Let’s start from the beginning. May 6, 2012. I was coming back from a 5K with my dad (which I’d placed Third in for my age group) and I’d told him how I found out there were really good racehorse trainers right over in Fair Hill, MD. We live about 15 minutes away from there, and my dad said, you should write to one of them and see if they’d let you do an internship with them this summer. I laughed and said, “Yeah, cause Michael Matz is really going to want a 16 year old girl who hasn’t ridden more than 12 times this year to go work with him and his clients’ million dollar racehorses. My father was serious though, and I started to write my letter to Mr. Michael Silver Individual Medal in 1996 Olympics Matz. I sent it on June 1, 2012. I didn’t expect him to respond, but I asked him to at the bottom of my letter, leaving my home phone number for him to reach me with either a “Yes”, or the expected “No way, Jose!”.
Flash Forward to June 19, 2012, I had just gotten home from my best friend’s house where we were starting our experiment for Junior Research, and I was telling my mom about what we did as she checked the phone for messages. She stops talking mid-sentence and says, “Michael Matz…?” I froze and stared at her before she looked to me and pressed play and I couldn’t even hear what he was saying, because I was sitting on the floor crying. He called me. An Olympic Show Jumping sensation, Kentucky Derby Winning Thoroughbred Racehorse Trainer, called ME. He wanted me to give him a call and, if I was still interested, we’d discuss a job for this summer. I went upstairs and called my Dad, still in tears, and he told me to stop crying and call the man! I then called my neighbor and one of my closest friends to tell her, and she was in shock as well. When I finally stopped crying, I dialed his number, butterflies abundant in my stomach, and he answered, asking me to call him back around 11 AM the next morning, as he was currently meeting with all the owners at his house.
11 AM on the dot the following morning, I called him.
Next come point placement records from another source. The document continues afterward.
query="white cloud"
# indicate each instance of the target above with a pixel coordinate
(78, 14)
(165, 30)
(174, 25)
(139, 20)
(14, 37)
He asked what it was that I wanted to do exactly, and I realized, I had no specific answer for this. I’d wanted to be a jockey since I was 4 years old, and though that dream has passed (I’m 5 feet 5 and 3/4 inches tall) I still want to work with racehorses. I asked if I could learn what it took to be a trainer, get to know the language and the daily routines in the barns. He then asked the real question, “You do realize we start pretty early, right, Kerry?” He asked me. I laughed in response and told him I was well aware, but a 5 AM start was a small price to pay for this amazing opportunity. “How do you plan on getting out here?” He asked. “Well I guess I’ll have to see which one of my family members loves me the most.” I said to him, and this time, he laughed. “Alright, you figure out the driving situation, and give me a call. You can come in on Friday if someone will get up and drive you… but we’ll be starting at 4:30. It’s been a little more hot than usual during the day.” He said to me, and I agreed to call him later that night.
Friday morning at 3:30 AM: I didn’t even mind when my alarm started to blare in my ears. I got right up, threw on a pair of work jeans and my riding boots, grabbed a baseball cap and a water bottle and ran out the door. Did you know the humidity at 4 AM on June 21st is enough to strangle you? My dad came out behind me, holding my breakfast and his keys. “You ready?” I was shaking too much to answer him. The entire ride over, I couldn’t sit still. I was going to see where favorite trainer did his thing with the most amazing horses I’d ever meet.
“We’re going to start her out hotwalking, and see what she learns.” Mr. Matz said to my father and I and I stood there smiling wider than I ever had and nodding my head. He led me down to the lower barn and introduced me to the barn manager, Benjamin, who handed me a lead shank and showed me how to properly clip it to the halter of a horse named Late Cuddle. After 10 minutes of walking around the shedrows to warm up, I took him back to his stall and was given the next horse to walk. This was my routine for every morning that I was at the barn, and I loved it. I walked the horses before and after their workouts, during their baths, and while they grazed and dried under the sun. Every groom, hotwalker, exercise rider, assistant trainer, and vet knew my name, and loved to start conversations with me during and in between my walks. They were all so nice and welcoming, I was so thankful to have met them. I even got to walk a few horses while I was up in Saratoga Springs to watch the Jim Dandy with my dad (though we weren’t sure if I was allowed to, based on track rules… shh…) It was the most surprising and rewarding summer I’ve ever had, and I hope to return next summer and see how all the babies have grown and run since I last saw them.
I do not own any of these horses, but I DID take EVERY picture, so please don’t steal them, because that wouldn’t be cool… So yeah, I got to spend 2 and 1/2 months at a Racehorse Training barn… How was everyone else’s summer?